Chez Lulu was born of my desire to showcase the beautiful artisan breads we were creating next door at the Continental Bakery and to share with Birmingham my passion for the flavors and spirit of French café society. With this in mind, I designed a simple, clean menu featuring fresh, local produce and top quality ingredients. Daily offerings would include specialties from the Nice region, fresh soups and European tartes, delectable dips and spreads, and gourmet sandwiches on our gorgeously rustic hearth baked breads.

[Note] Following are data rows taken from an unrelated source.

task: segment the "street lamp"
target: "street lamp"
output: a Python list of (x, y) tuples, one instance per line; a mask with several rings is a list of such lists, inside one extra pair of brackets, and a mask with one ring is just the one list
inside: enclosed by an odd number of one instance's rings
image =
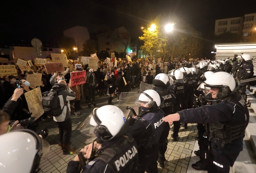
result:
[(165, 31), (167, 32), (170, 32), (173, 30), (173, 25), (174, 23), (168, 24), (165, 26)]

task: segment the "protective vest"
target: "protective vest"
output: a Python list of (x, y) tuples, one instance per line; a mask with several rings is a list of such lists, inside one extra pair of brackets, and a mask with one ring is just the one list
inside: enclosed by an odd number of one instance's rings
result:
[[(138, 120), (143, 122), (146, 127), (150, 126), (152, 129), (152, 133), (149, 136), (146, 136), (137, 142), (139, 148), (151, 148), (157, 144), (163, 129), (164, 123), (166, 123), (162, 119), (165, 116), (162, 110), (158, 109), (154, 112), (148, 113)], [(147, 129), (149, 129), (148, 127)]]
[(138, 161), (138, 148), (132, 138), (125, 137), (120, 143), (101, 151), (94, 161), (101, 160), (105, 162), (112, 170), (108, 172), (133, 172)]
[(208, 124), (209, 140), (213, 138), (221, 140), (222, 147), (224, 147), (226, 143), (243, 138), (249, 122), (249, 112), (244, 100), (240, 96), (236, 95), (229, 102), (234, 105), (232, 120), (225, 123), (217, 123)]
[(163, 99), (163, 103), (160, 108), (166, 115), (170, 114), (172, 113), (173, 104), (175, 100), (174, 92), (168, 89), (157, 92), (160, 97)]

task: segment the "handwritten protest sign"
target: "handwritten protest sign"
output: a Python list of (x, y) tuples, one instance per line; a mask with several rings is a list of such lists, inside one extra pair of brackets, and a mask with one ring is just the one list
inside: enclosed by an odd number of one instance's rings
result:
[(98, 69), (98, 60), (94, 59), (89, 60), (89, 67), (90, 68)]
[(8, 63), (8, 58), (0, 58), (0, 63)]
[(28, 65), (29, 66), (29, 67), (33, 67), (33, 63), (32, 63), (32, 62), (31, 62), (31, 60), (28, 60)]
[(89, 60), (90, 59), (91, 59), (90, 56), (81, 56), (81, 62), (83, 63), (83, 65), (89, 64)]
[(127, 55), (125, 55), (125, 57), (126, 57), (127, 60), (131, 63), (131, 58), (130, 57), (130, 56)]
[(27, 61), (23, 60), (19, 58), (17, 59), (16, 65), (20, 65), (21, 66), (26, 66), (28, 62)]
[(38, 87), (24, 93), (28, 104), (29, 112), (32, 113), (31, 117), (35, 117), (36, 120), (44, 112), (42, 105), (43, 97), (41, 90)]
[(62, 72), (65, 71), (62, 62), (45, 64), (44, 67), (47, 74), (55, 73), (56, 71), (57, 72)]
[(47, 59), (44, 58), (36, 58), (35, 59), (35, 64), (37, 66), (41, 66), (44, 65), (45, 63), (47, 63)]
[(26, 65), (26, 66), (20, 66), (19, 65), (18, 66), (19, 68), (19, 69), (20, 69), (21, 70), (23, 70), (24, 71), (27, 71), (28, 72), (32, 71), (32, 69), (31, 69), (31, 68), (29, 67), (29, 66), (27, 66), (27, 65)]
[(77, 70), (82, 68), (82, 65), (81, 64), (75, 64), (75, 67)]
[(63, 66), (65, 67), (69, 67), (68, 58), (66, 54), (61, 53), (51, 53), (52, 59), (54, 63), (62, 62)]
[(97, 55), (96, 54), (96, 53), (94, 53), (93, 54), (91, 54), (91, 57), (92, 59), (96, 59), (97, 60), (97, 63), (100, 61), (100, 60), (99, 59), (98, 56), (97, 56)]
[(12, 75), (14, 76), (18, 75), (15, 65), (0, 66), (0, 77), (2, 77), (5, 75)]
[(27, 81), (30, 83), (31, 86), (40, 86), (42, 80), (42, 73), (34, 73), (28, 74), (27, 76)]
[(85, 83), (86, 76), (86, 71), (75, 71), (70, 73), (71, 86)]

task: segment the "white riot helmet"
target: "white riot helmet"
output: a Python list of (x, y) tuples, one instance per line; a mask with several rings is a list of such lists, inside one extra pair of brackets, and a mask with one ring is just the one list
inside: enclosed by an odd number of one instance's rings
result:
[(207, 68), (207, 70), (214, 71), (217, 69), (217, 66), (215, 64), (210, 64)]
[(79, 129), (86, 135), (96, 136), (97, 142), (101, 143), (125, 134), (129, 126), (123, 111), (113, 105), (95, 108), (84, 121)]
[(164, 87), (170, 85), (170, 77), (166, 73), (159, 73), (152, 81), (153, 84), (156, 86), (163, 86)]
[(36, 172), (49, 143), (34, 132), (18, 129), (0, 136), (0, 172)]
[(200, 77), (201, 77), (201, 79), (205, 80), (206, 80), (206, 79), (208, 78), (208, 77), (209, 77), (211, 74), (212, 74), (214, 73), (213, 72), (211, 71), (206, 71), (204, 72)]
[(178, 70), (181, 71), (184, 74), (184, 76), (186, 76), (190, 73), (190, 70), (187, 67), (182, 67)]
[(223, 99), (234, 91), (236, 88), (236, 82), (230, 74), (221, 71), (209, 76), (204, 85), (205, 99), (215, 101)]
[(253, 57), (251, 56), (251, 55), (247, 54), (247, 53), (244, 53), (241, 55), (241, 56), (243, 59), (244, 59), (245, 61), (251, 60), (253, 59)]
[(225, 62), (223, 60), (222, 60), (221, 61), (219, 61), (219, 63), (221, 64), (221, 65), (222, 64), (223, 65), (224, 65), (226, 63), (225, 63)]
[[(183, 80), (184, 77), (183, 73), (180, 70), (174, 70), (169, 71), (168, 75), (173, 81), (182, 84), (184, 84), (185, 83)], [(173, 83), (173, 82), (172, 83)]]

For the look of the café, I discussed with a French friend my vision of lush red walls, swag lamps, leopard prints, golden hues and crushed velvet curtains. He replied, “My, you’ll have a real Chez Madame Lulu on your hands!”, alluding to the French euphemism for a bordello. I fell in love with the name, its slightly risqué connotation conjuring the lively and exotic feel I had pictured for the cafe. Chez Lulu was born.

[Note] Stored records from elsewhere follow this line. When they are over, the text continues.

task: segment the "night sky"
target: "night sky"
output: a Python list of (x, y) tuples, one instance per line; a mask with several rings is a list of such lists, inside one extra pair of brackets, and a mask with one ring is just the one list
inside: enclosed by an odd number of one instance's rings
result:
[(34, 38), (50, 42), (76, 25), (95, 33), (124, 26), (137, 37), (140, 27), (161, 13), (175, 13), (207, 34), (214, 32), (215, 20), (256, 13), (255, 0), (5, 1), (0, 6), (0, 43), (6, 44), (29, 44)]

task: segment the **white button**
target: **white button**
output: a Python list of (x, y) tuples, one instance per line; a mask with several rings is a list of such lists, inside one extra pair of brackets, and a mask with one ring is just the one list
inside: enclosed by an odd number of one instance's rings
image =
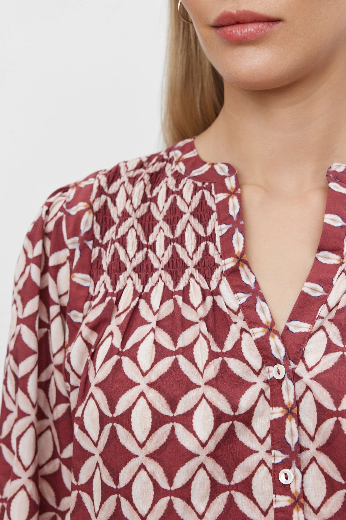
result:
[(275, 365), (273, 369), (273, 375), (275, 379), (282, 379), (285, 373), (285, 367), (282, 365)]
[(290, 484), (294, 480), (294, 475), (290, 470), (281, 470), (279, 479), (283, 484)]

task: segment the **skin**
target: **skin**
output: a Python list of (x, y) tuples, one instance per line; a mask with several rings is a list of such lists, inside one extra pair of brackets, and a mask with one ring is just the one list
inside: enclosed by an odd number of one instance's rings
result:
[[(320, 242), (326, 173), (346, 164), (346, 2), (183, 3), (225, 86), (221, 112), (195, 146), (237, 171), (245, 253), (281, 334)], [(257, 40), (226, 42), (211, 24), (240, 9), (281, 21)]]

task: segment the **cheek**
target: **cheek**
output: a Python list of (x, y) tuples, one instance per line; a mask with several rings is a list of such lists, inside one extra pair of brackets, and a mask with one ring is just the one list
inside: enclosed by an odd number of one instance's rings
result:
[(314, 3), (317, 9), (308, 2), (303, 9), (297, 6), (284, 13), (277, 30), (248, 42), (224, 42), (207, 26), (195, 24), (196, 30), (207, 57), (226, 82), (249, 89), (282, 86), (322, 67), (340, 47), (346, 51), (346, 12), (336, 20), (325, 7), (319, 9), (319, 3)]

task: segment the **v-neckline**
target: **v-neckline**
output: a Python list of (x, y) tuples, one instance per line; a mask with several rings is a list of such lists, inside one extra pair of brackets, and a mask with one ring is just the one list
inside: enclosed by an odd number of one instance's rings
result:
[[(282, 363), (287, 356), (295, 364), (344, 262), (346, 165), (334, 163), (326, 173), (328, 190), (319, 245), (312, 266), (281, 334), (246, 257), (241, 189), (237, 171), (232, 168), (229, 176), (214, 184), (224, 272), (239, 300), (262, 357), (268, 348), (260, 339), (267, 336), (268, 345), (269, 333), (271, 355)], [(272, 362), (272, 355), (269, 357)]]
[(328, 191), (317, 250), (310, 271), (280, 334), (244, 255), (244, 222), (237, 170), (229, 163), (204, 161), (195, 146), (196, 137), (179, 141), (172, 147), (169, 154), (175, 169), (201, 187), (212, 185), (217, 217), (216, 240), (222, 271), (238, 298), (262, 358), (268, 365), (275, 364), (275, 360), (276, 363), (279, 360), (283, 364), (297, 364), (344, 265), (346, 164), (335, 162), (327, 170)]

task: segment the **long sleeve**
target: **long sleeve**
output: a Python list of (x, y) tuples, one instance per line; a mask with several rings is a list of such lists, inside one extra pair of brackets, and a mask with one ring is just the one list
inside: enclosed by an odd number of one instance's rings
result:
[(97, 173), (47, 199), (18, 257), (0, 414), (1, 520), (69, 517), (73, 436), (64, 361), (90, 295)]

Local artist Tracy Martin pitched in early on, designing and welding heavy iron tables as a tribute to Birmingham’s iron days, and creating table tops from retired baking pans inlaid with hand wrought mosaic tiles. Her fanciful wall mural and glass etchings added the finishing touches to our little jewel box, contributing to the spirit of fun and creativity that embodies Chez Lulu.

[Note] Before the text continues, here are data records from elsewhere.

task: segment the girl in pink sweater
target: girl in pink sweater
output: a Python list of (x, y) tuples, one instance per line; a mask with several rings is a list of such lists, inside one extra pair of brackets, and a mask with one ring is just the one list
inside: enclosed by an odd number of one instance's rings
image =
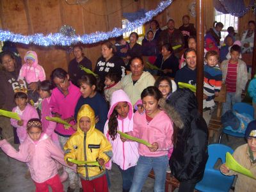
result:
[(141, 93), (142, 104), (146, 113), (138, 111), (133, 117), (133, 131), (128, 133), (146, 140), (151, 146), (139, 143), (139, 160), (130, 192), (141, 191), (149, 172), (155, 173), (154, 191), (164, 191), (167, 157), (172, 147), (173, 122), (158, 106), (163, 97), (155, 86), (148, 86)]
[(6, 140), (0, 140), (0, 147), (7, 156), (27, 163), (36, 186), (36, 192), (49, 191), (49, 186), (53, 192), (64, 191), (53, 159), (68, 166), (64, 161), (63, 152), (46, 134), (42, 133), (39, 119), (30, 119), (27, 124), (27, 131), (29, 136), (20, 145), (19, 151)]
[(36, 109), (28, 104), (28, 95), (24, 92), (17, 92), (14, 95), (17, 106), (12, 112), (18, 113), (20, 120), (11, 118), (11, 125), (17, 128), (17, 134), (20, 143), (22, 143), (27, 137), (26, 125), (31, 118), (39, 118)]

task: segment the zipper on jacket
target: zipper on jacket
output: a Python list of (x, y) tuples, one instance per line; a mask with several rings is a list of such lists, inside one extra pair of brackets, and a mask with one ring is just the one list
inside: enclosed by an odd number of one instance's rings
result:
[[(87, 161), (87, 157), (86, 157), (86, 132), (84, 132), (84, 161)], [(85, 173), (86, 175), (86, 180), (89, 180), (87, 164), (85, 164)]]

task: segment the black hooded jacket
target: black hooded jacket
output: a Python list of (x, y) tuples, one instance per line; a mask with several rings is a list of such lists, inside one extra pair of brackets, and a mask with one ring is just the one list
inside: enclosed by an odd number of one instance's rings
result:
[(208, 159), (208, 129), (198, 111), (194, 93), (188, 89), (179, 89), (160, 103), (176, 127), (177, 141), (170, 160), (174, 177), (180, 182), (196, 183), (204, 176)]

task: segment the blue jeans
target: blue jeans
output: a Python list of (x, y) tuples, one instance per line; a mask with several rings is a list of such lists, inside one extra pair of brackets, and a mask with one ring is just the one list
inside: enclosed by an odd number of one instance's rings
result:
[(132, 184), (133, 175), (135, 172), (135, 166), (131, 166), (126, 170), (123, 170), (118, 166), (123, 179), (123, 191), (129, 191)]
[(139, 192), (144, 185), (152, 169), (155, 173), (154, 192), (164, 192), (166, 168), (168, 163), (167, 156), (161, 157), (145, 157), (140, 156), (133, 177), (130, 192)]
[(221, 114), (224, 115), (227, 111), (232, 109), (232, 106), (241, 100), (241, 95), (236, 95), (236, 93), (227, 92), (226, 102), (223, 104)]

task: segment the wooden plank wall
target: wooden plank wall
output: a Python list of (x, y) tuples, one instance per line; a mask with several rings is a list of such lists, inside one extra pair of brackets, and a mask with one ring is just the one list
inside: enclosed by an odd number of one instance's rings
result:
[[(174, 0), (172, 4), (156, 17), (161, 27), (172, 18), (176, 28), (182, 25), (182, 17), (189, 14), (189, 5), (194, 0)], [(246, 1), (248, 3), (250, 0)], [(70, 3), (74, 0), (67, 0)], [(65, 0), (0, 0), (0, 28), (14, 33), (30, 35), (35, 33), (56, 33), (64, 24), (76, 29), (77, 34), (108, 31), (113, 28), (122, 28), (123, 12), (134, 12), (140, 8), (147, 10), (156, 8), (160, 0), (89, 0), (80, 4), (68, 4)], [(205, 26), (212, 27), (214, 21), (212, 0), (205, 0)], [(239, 19), (239, 32), (247, 27), (249, 20), (255, 15), (249, 12)], [(195, 18), (191, 17), (195, 24)], [(149, 27), (146, 24), (146, 29)], [(241, 32), (242, 31), (242, 32)], [(22, 58), (28, 50), (38, 53), (39, 63), (45, 68), (49, 77), (56, 67), (67, 68), (72, 53), (61, 47), (40, 47), (35, 45), (17, 44)], [(100, 44), (84, 45), (84, 53), (95, 65), (100, 56)]]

Over the years, we at Chez Lulu have introduced the Birmingham public to opera singing professional wrestlers, Robert Burns Night dinners, the city’s earliest tribal belly dancers, jugglers, Sunday evening accordion pulls, Indian karaoke dance parties, late night poetry jams, a Brazilian drum corps that played on the street in front of the café (the same band featured on Paul Simon’s Rhythm of the Saints), an African mbira quartet, wine tastings with Randall Graham, a Springalingadingdong parade and street festival reenacting the beheading of Marie Antoinette as a rite of spring, a midsummer storming of the Bastille and watermelon festival, a Fall Ooh Lala solstice lantern parade, Moroccan gypsy fiddlers, a French Acadian band, and an accordion playing, cowboy boot wearing, wandering Jewish minstrel named Shalom Sherman, and that’s just in the last 20 years!
So, as one of our early hand bills suggested, “Come as you are. Or as you please!” Enjoy.